Da der BFH im Urteil vom 21. April 2005 (III R 53/02, BFH/NV 2005, 1547) keinen bestimmten Grad der Behinderung, insbesondere keinen GdB von 100, als erforderlich ansieht, erachtet der Senat den festgestellten Grad der Behinderung von 70 in diesem Zusammenhang als ausreichend (so auch FG Baden-Württemberg, Urteil vom 3. Februar 2009 - 12 K 2612/07, EFG 2009, 1210; Rev. eingelegt, Az. des BFH: III R 15/09 betr. GdB von 90).
c.
Soweit der Kläger Kindergeld bereits für den Zeitraum Mai 2005 bis einschließlich August 2005 begehrt, ist die Klage dagegen unbegründet. Mangels Haushaltsaufnahme kommt die Anerkennung eines Pflegekindschaftsverhältnis in diesem Zeitraum noch nicht in Betracht.

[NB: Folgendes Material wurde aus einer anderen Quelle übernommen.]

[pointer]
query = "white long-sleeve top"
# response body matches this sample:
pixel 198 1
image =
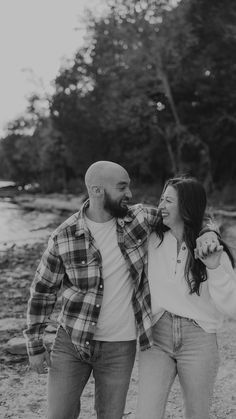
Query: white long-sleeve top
pixel 170 292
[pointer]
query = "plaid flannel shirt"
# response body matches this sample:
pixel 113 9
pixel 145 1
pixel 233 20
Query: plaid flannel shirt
pixel 72 262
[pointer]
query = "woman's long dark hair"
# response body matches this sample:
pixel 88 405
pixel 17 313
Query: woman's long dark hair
pixel 192 206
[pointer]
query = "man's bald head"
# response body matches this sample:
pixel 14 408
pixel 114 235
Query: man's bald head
pixel 102 172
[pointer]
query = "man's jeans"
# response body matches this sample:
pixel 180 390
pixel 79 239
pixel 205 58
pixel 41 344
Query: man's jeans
pixel 180 347
pixel 111 363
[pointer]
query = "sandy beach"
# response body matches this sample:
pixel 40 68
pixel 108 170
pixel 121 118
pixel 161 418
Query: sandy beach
pixel 23 393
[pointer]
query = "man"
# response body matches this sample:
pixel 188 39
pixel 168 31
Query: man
pixel 97 257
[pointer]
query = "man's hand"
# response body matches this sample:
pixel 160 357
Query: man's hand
pixel 207 244
pixel 212 261
pixel 40 362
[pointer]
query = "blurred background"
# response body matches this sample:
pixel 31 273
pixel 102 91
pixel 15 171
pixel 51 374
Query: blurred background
pixel 151 86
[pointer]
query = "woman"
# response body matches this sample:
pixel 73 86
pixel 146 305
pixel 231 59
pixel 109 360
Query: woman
pixel 190 298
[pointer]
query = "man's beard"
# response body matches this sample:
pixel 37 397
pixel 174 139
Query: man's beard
pixel 114 207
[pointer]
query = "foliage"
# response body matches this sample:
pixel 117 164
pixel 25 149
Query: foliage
pixel 153 89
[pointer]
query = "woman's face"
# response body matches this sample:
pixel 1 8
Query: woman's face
pixel 169 207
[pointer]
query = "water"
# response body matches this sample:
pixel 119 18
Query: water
pixel 18 226
pixel 4 183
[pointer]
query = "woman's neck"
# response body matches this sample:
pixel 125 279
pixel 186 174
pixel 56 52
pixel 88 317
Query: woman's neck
pixel 178 233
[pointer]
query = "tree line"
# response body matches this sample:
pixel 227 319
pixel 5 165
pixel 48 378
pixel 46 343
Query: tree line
pixel 153 88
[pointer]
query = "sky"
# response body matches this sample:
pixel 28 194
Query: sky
pixel 36 36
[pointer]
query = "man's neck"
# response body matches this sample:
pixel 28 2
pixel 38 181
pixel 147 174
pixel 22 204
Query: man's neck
pixel 99 215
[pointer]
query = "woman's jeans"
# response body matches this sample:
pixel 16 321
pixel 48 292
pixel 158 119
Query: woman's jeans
pixel 180 348
pixel 111 363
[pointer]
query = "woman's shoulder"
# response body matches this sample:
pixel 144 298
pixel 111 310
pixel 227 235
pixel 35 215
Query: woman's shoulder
pixel 155 240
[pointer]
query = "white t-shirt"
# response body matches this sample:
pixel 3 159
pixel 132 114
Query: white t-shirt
pixel 169 290
pixel 116 321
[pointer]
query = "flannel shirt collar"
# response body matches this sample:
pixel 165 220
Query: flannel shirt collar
pixel 81 226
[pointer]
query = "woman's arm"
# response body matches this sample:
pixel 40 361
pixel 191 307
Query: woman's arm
pixel 222 283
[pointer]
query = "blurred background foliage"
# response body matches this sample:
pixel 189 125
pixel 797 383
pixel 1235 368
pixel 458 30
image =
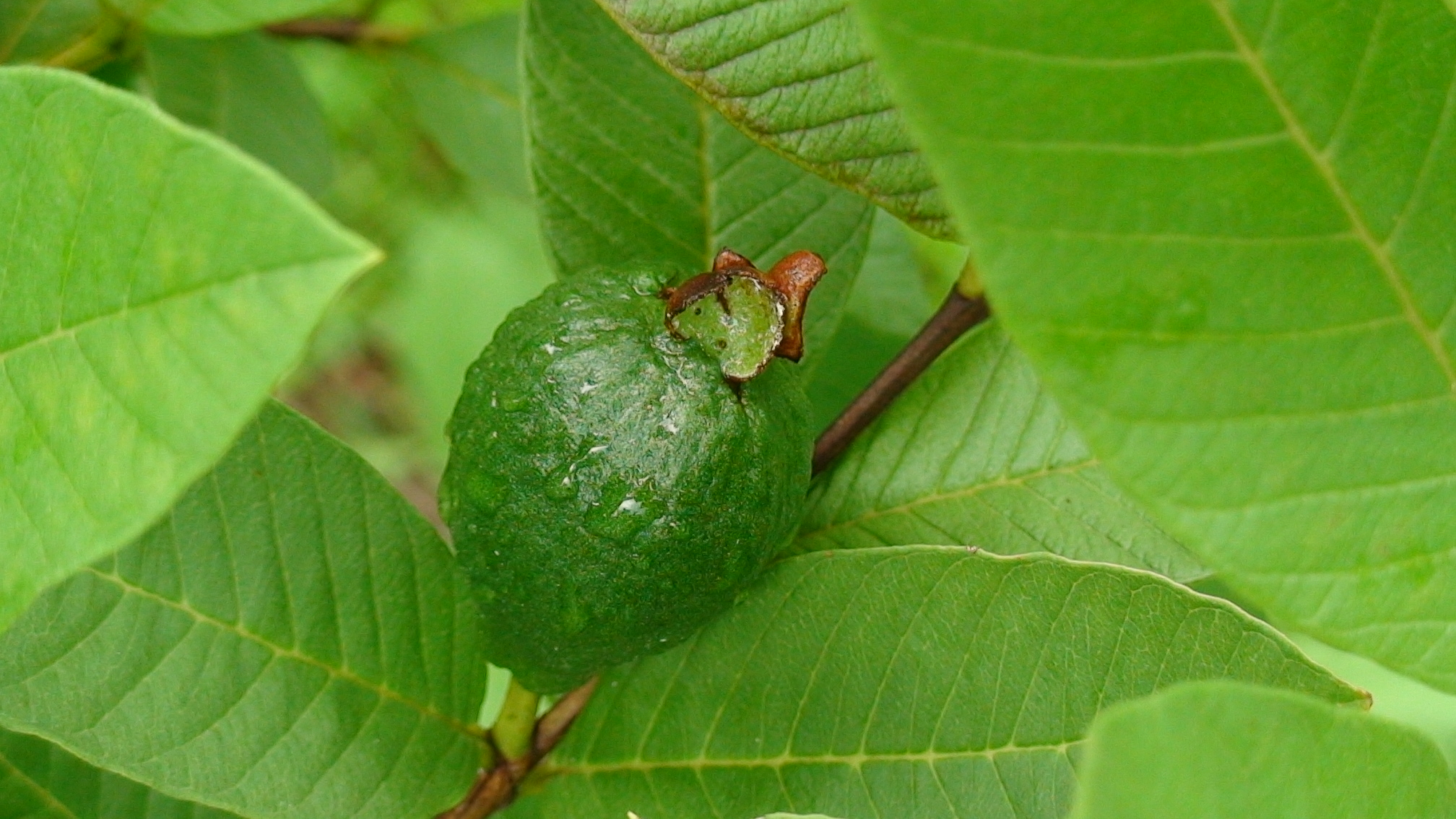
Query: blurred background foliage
pixel 404 121
pixel 408 129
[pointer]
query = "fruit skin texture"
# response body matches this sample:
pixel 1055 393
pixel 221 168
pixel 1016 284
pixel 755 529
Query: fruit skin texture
pixel 609 492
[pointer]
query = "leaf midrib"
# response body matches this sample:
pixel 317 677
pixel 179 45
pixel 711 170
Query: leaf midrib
pixel 25 779
pixel 852 760
pixel 1377 250
pixel 381 690
pixel 957 495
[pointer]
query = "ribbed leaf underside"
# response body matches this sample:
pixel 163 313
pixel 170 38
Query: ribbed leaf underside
pixel 292 640
pixel 632 167
pixel 1222 232
pixel 43 781
pixel 795 77
pixel 153 286
pixel 977 454
pixel 915 681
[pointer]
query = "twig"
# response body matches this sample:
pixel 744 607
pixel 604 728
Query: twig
pixel 339 30
pixel 957 315
pixel 495 789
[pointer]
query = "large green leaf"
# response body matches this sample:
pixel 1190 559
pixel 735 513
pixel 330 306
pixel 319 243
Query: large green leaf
pixel 43 781
pixel 891 299
pixel 465 90
pixel 1397 697
pixel 632 167
pixel 153 285
pixel 35 30
pixel 1232 751
pixel 207 18
pixel 1222 233
pixel 915 681
pixel 795 76
pixel 292 640
pixel 245 90
pixel 977 454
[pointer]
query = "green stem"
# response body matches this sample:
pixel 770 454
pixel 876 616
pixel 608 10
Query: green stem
pixel 516 726
pixel 97 48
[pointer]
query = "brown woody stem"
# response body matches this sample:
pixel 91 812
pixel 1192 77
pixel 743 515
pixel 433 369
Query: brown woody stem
pixel 957 315
pixel 495 787
pixel 339 30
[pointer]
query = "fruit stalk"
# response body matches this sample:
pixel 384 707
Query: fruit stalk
pixel 514 726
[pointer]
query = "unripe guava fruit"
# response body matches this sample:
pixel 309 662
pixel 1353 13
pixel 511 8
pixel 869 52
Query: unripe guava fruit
pixel 609 490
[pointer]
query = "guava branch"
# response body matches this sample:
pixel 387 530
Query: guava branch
pixel 957 315
pixel 341 30
pixel 495 787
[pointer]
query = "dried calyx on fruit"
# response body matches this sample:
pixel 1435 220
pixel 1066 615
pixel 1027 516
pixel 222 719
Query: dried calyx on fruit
pixel 615 484
pixel 743 315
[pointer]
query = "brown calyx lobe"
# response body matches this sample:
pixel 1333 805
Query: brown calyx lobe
pixel 791 280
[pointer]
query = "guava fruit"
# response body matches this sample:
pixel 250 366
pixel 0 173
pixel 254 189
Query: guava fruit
pixel 623 461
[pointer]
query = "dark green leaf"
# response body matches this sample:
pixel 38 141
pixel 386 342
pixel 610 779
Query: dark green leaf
pixel 153 286
pixel 632 167
pixel 43 781
pixel 292 640
pixel 915 681
pixel 245 90
pixel 1234 751
pixel 1222 232
pixel 795 76
pixel 977 454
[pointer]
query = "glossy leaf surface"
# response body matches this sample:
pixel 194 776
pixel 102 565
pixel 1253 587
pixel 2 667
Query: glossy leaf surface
pixel 632 167
pixel 206 18
pixel 915 681
pixel 43 781
pixel 797 77
pixel 1232 751
pixel 1223 236
pixel 977 454
pixel 292 640
pixel 153 286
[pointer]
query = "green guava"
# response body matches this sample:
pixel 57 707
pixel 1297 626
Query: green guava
pixel 609 490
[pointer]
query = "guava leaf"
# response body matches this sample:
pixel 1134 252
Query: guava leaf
pixel 465 91
pixel 976 452
pixel 912 681
pixel 37 30
pixel 630 167
pixel 1231 751
pixel 1222 235
pixel 890 302
pixel 207 18
pixel 153 286
pixel 246 90
pixel 795 77
pixel 292 640
pixel 1397 697
pixel 43 781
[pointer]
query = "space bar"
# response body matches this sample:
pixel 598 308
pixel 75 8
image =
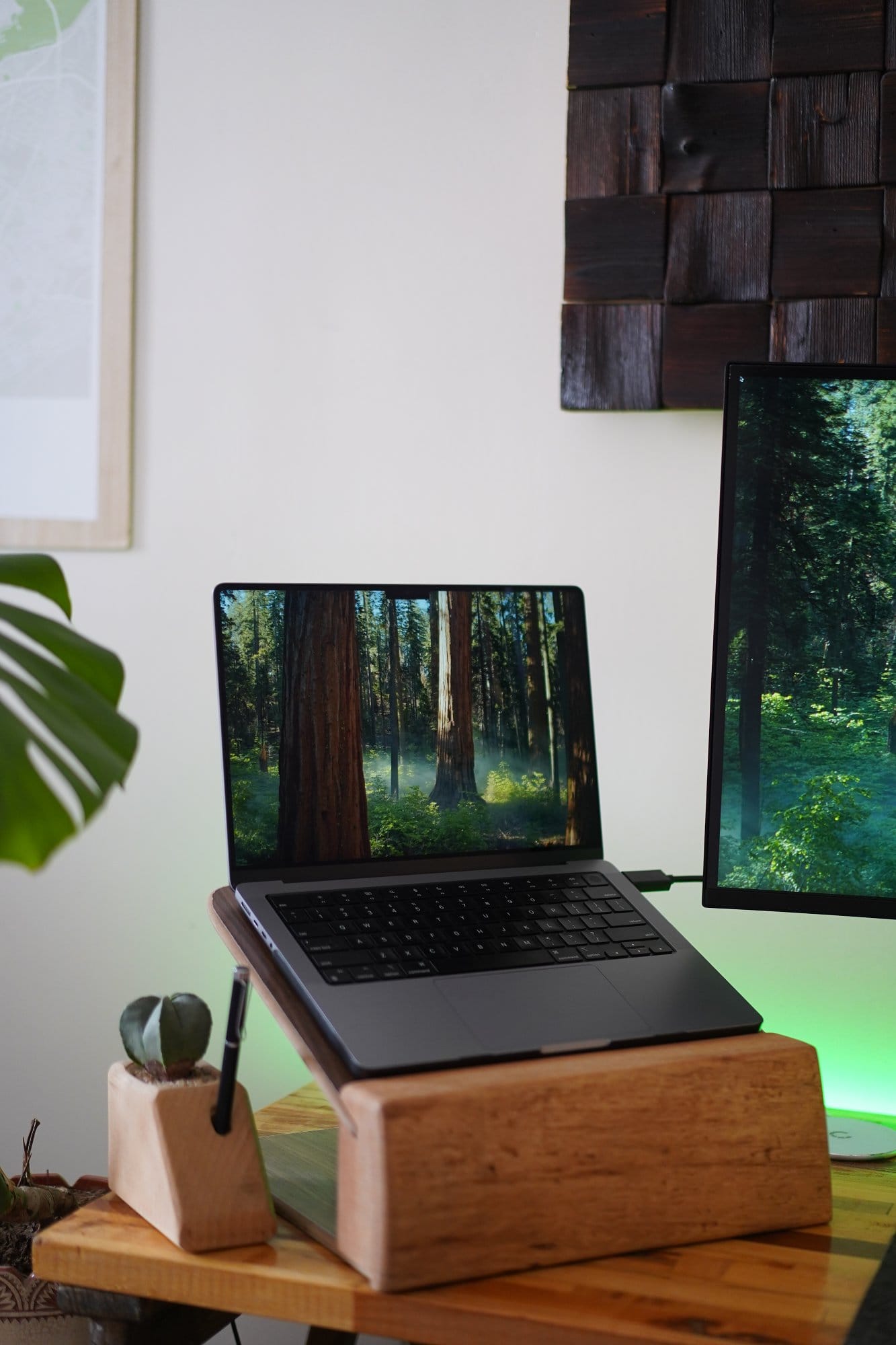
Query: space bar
pixel 451 966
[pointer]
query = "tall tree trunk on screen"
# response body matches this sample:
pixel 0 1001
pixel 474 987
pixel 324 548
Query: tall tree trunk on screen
pixel 583 827
pixel 538 739
pixel 393 697
pixel 323 805
pixel 455 778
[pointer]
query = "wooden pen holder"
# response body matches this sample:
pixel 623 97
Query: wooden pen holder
pixel 201 1190
pixel 460 1174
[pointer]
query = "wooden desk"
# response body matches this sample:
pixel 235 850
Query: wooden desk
pixel 799 1288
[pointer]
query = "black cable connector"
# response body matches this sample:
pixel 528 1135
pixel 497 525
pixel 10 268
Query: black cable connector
pixel 654 880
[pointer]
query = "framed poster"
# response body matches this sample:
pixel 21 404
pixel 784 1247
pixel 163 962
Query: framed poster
pixel 68 87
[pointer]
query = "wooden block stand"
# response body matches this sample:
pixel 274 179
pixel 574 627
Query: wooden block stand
pixel 473 1172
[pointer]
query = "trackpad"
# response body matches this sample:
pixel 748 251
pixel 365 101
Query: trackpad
pixel 530 1011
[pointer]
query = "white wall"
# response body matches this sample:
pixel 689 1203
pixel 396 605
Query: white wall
pixel 348 314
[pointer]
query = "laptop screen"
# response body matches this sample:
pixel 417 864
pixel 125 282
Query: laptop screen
pixel 802 774
pixel 385 724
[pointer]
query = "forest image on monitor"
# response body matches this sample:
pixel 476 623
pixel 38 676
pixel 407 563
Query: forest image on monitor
pixel 369 724
pixel 809 775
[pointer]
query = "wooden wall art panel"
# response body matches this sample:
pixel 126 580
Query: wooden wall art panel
pixel 731 193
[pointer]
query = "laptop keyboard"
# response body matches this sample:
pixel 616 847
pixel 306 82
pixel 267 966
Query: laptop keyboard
pixel 446 929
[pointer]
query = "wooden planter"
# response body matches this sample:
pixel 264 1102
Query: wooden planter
pixel 462 1174
pixel 201 1190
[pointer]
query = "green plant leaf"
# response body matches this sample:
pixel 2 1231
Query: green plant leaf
pixel 72 692
pixel 41 575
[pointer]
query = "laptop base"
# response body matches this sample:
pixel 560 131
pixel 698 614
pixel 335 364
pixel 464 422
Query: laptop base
pixel 460 1174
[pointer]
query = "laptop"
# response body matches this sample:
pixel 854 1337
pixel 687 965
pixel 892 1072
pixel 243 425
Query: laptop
pixel 413 829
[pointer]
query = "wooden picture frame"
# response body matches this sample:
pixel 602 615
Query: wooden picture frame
pixel 111 527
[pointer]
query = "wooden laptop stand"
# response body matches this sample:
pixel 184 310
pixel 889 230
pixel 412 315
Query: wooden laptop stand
pixel 460 1174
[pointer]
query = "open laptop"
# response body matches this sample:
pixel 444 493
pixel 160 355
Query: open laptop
pixel 415 831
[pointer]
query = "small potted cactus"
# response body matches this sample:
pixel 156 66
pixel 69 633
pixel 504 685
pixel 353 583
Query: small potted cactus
pixel 200 1188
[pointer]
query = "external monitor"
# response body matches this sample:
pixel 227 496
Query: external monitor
pixel 802 762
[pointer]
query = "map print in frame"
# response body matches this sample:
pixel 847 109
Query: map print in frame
pixel 68 77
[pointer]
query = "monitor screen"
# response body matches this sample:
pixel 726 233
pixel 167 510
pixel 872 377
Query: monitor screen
pixel 802 771
pixel 388 724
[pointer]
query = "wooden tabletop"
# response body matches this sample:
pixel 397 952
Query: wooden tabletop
pixel 798 1288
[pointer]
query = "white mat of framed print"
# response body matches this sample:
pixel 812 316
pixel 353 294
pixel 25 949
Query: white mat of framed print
pixel 68 84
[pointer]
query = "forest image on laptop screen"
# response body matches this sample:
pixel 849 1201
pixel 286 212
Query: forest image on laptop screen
pixel 809 773
pixel 369 724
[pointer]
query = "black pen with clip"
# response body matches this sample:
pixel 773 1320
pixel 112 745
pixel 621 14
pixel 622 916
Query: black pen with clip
pixel 221 1116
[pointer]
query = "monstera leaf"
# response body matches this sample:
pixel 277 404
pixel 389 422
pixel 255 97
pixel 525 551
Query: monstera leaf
pixel 63 743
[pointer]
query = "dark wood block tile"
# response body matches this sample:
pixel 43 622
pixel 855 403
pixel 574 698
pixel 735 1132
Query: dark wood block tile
pixel 715 137
pixel 615 248
pixel 826 241
pixel 825 332
pixel 813 37
pixel 698 342
pixel 616 42
pixel 887 332
pixel 719 248
pixel 720 40
pixel 887 167
pixel 888 268
pixel 612 143
pixel 823 131
pixel 611 357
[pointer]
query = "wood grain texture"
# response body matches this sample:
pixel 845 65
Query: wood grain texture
pixel 501 1175
pixel 888 267
pixel 827 241
pixel 795 1288
pixel 201 1190
pixel 720 40
pixel 700 340
pixel 616 42
pixel 815 37
pixel 887 165
pixel 715 137
pixel 719 248
pixel 612 143
pixel 887 332
pixel 611 357
pixel 615 249
pixel 825 332
pixel 823 131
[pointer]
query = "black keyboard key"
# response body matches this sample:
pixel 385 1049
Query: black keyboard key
pixel 329 961
pixel 565 956
pixel 365 973
pixel 630 934
pixel 331 945
pixel 494 962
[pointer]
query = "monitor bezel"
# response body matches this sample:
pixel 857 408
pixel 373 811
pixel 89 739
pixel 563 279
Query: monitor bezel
pixel 760 899
pixel 342 870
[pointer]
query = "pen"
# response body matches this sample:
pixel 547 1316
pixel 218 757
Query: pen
pixel 236 1019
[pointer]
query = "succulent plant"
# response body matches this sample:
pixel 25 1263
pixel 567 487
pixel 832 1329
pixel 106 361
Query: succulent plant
pixel 166 1036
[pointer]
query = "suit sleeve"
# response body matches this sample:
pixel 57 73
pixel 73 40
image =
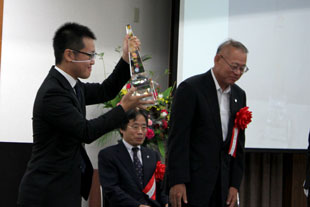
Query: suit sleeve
pixel 183 110
pixel 58 108
pixel 109 180
pixel 237 163
pixel 109 88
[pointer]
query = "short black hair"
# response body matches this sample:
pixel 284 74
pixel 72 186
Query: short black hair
pixel 132 115
pixel 233 43
pixel 70 36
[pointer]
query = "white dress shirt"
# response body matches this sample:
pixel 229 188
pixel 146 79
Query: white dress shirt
pixel 224 101
pixel 129 149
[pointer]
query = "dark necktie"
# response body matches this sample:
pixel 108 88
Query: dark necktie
pixel 138 166
pixel 78 92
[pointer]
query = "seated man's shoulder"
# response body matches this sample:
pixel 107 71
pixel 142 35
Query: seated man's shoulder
pixel 108 150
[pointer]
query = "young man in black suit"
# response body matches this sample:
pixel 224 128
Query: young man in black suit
pixel 127 168
pixel 200 172
pixel 59 170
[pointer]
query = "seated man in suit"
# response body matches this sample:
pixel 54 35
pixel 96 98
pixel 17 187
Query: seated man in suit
pixel 127 169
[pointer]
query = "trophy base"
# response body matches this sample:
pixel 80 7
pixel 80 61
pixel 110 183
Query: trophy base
pixel 144 86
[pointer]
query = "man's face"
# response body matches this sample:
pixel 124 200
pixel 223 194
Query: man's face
pixel 83 69
pixel 135 132
pixel 224 61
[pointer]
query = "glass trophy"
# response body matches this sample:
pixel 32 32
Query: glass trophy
pixel 139 78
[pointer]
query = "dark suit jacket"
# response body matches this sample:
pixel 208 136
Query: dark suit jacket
pixel 197 154
pixel 59 170
pixel 118 177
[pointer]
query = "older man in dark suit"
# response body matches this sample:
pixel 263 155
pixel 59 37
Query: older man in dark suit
pixel 201 172
pixel 127 170
pixel 59 170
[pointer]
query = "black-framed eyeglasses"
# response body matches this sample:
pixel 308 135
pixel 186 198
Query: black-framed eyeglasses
pixel 136 127
pixel 91 56
pixel 235 67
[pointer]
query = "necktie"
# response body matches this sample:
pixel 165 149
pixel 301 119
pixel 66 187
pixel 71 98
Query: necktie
pixel 138 166
pixel 78 92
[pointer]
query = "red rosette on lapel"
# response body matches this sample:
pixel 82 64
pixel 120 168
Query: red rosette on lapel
pixel 160 171
pixel 243 118
pixel 158 175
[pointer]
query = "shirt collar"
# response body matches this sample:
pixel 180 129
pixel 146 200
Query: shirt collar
pixel 69 78
pixel 217 85
pixel 129 146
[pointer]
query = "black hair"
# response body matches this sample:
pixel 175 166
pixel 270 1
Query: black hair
pixel 233 43
pixel 70 36
pixel 132 115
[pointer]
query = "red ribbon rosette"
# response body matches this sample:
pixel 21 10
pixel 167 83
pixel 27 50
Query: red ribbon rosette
pixel 160 171
pixel 243 118
pixel 150 188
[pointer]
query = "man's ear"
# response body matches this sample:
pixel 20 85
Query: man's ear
pixel 68 55
pixel 217 58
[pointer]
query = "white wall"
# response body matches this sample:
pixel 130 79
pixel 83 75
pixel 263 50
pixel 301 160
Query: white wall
pixel 27 55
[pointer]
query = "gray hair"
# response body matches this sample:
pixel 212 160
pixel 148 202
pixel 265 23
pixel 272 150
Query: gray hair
pixel 233 43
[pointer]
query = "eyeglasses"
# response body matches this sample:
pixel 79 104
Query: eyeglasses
pixel 90 55
pixel 136 127
pixel 235 67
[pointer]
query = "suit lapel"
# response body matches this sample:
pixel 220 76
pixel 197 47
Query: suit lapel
pixel 234 100
pixel 82 103
pixel 147 165
pixel 125 158
pixel 66 85
pixel 211 96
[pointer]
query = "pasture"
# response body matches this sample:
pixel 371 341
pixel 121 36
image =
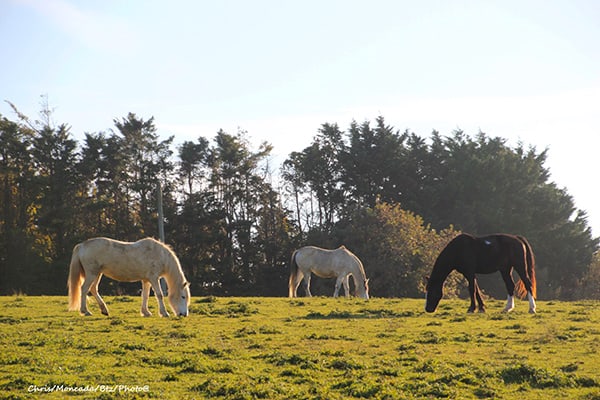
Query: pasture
pixel 303 348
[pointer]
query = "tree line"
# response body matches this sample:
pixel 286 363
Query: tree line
pixel 394 198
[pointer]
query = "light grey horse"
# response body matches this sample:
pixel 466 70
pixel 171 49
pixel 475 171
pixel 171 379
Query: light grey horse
pixel 339 263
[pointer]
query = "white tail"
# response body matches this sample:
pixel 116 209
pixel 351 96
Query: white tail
pixel 76 276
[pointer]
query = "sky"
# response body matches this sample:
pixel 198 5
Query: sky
pixel 524 70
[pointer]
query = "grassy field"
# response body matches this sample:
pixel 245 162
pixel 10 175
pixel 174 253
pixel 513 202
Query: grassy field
pixel 317 348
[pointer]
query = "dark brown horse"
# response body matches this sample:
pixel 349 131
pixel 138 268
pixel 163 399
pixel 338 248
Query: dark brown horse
pixel 472 255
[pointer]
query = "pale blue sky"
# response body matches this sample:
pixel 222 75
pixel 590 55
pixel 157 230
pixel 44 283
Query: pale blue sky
pixel 525 70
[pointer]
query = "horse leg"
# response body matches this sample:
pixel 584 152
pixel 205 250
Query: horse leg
pixel 159 297
pixel 307 284
pixel 478 297
pixel 338 283
pixel 472 283
pixel 145 295
pixel 531 302
pixel 510 288
pixel 346 284
pixel 85 288
pixel 297 280
pixel 527 282
pixel 99 300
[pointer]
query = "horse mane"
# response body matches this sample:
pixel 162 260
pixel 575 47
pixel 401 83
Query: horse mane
pixel 520 289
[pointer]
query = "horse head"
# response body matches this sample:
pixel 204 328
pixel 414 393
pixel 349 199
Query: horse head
pixel 179 298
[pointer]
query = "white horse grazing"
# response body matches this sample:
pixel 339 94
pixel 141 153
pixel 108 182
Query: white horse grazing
pixel 339 263
pixel 146 260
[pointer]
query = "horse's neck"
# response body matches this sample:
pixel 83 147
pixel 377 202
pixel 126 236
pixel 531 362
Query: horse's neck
pixel 173 274
pixel 358 274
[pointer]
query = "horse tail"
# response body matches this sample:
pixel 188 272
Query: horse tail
pixel 293 274
pixel 520 289
pixel 76 276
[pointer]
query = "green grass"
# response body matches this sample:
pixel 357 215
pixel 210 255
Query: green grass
pixel 318 348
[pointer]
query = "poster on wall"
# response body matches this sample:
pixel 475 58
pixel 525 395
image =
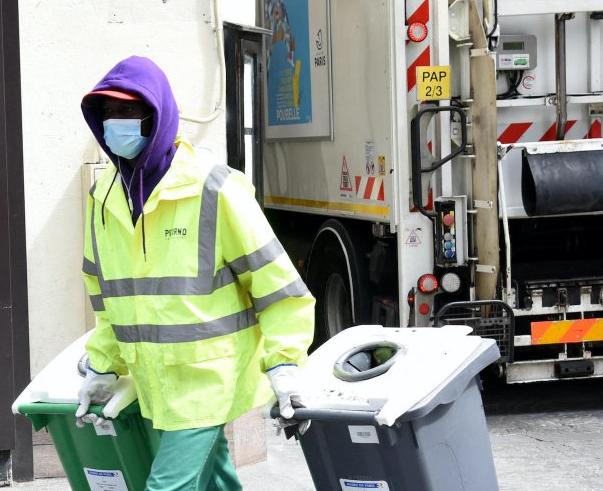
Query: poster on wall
pixel 298 78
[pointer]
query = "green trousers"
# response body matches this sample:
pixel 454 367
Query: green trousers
pixel 193 460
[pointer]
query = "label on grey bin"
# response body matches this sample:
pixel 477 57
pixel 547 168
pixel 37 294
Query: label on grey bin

Der Kläger hat nicht nachgewiesen, dass die Haushaltsaufnahme in Form des Zuzugs in die Wohnung von G. H. und H. S. bereits im April/Mai 2005 erfolgt ist. Der Senat hat erhebliche Zweifel an der Glaubhaftigkeit der diesbezüglichen Angaben des Klägers. So hat der Kläger noch im Schreiben vom 8. August 2005 an die Bundesanstalt für Arbeit als Wohnsitz "G.-F. Str. ..., ..." angegeben. Selbst in seinem Kindergeldantrag vom 9. September 2005 hat der Kläger angegeben, dass die Kinder "seit Sept. 2005" in seinem Haushalt leben. Unterlagen, aus denen sich etwas anderes ergibt, hat der Kläger dagegen nicht vorgelegt.
Verbleibende Zweifel gehen zu Lasten des Klägers, der insoweit die Feststellungslast (Beweislast) trägt.
d.
Soweit der Kläger Kindergeld für G. H. auch für Zeiträume ab Mai 2006 begehrt, konnte dem ebenfalls nicht entsprochen werden. Die ab 1. Mai 2006 bestehende Partnerschaft zu G. H. und die spätere Heirat am 4. Januar 2008 stehen der Anerkennung eines Pflegekindschaftsverhältnisses entgegen.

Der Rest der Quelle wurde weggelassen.